Investigadores están analizando la posibilidad de que se sume un nuevo beneficio al consumo moderado de esta bebida.
Ya se ha demostrado que el vino es bueno para el corazón y para reducir el riesgo de diabetes, pero los científicos del Instituto de Investigación en Ciencias de la Alimentación de España han querido ir más allá. El estudio liderado por M. Victoria Moreno-Arribas y publicado en la revista científica Journal of Agricultural and Food Chemistry buscó analizar si el vino también protegería los dientes y las encías, y cómo esto podría funcionar a nivel molecular.

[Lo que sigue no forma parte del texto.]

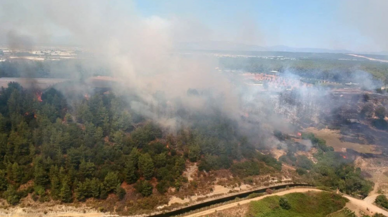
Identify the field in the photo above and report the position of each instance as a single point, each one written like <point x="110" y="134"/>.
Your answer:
<point x="332" y="138"/>
<point x="301" y="205"/>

Los investigadores analizaron el efecto de dos polifenoles del vino tinto en bacterias que se adhieren a los dientes y las encías, causando placa dental, enfermedad periodontal y caries, y descubrieron que éstos lograron inhibir a las bacterias patógenas. Cuando se combina con Streptococcus dentisani, que se cree que es un probiótico oral que estimula el crecimiento de buenas bacterias, los polifenoles fueron aún más eficaces a la hora de inhibir las bacterias patógenas, según informa ABC Salud.
Si bien aún restan estudios más profundos en la materia, estos hallazgos podrían ser el puntapié inicial para nuevos tratamientos odontológicos.
Fuente: ABC Salud.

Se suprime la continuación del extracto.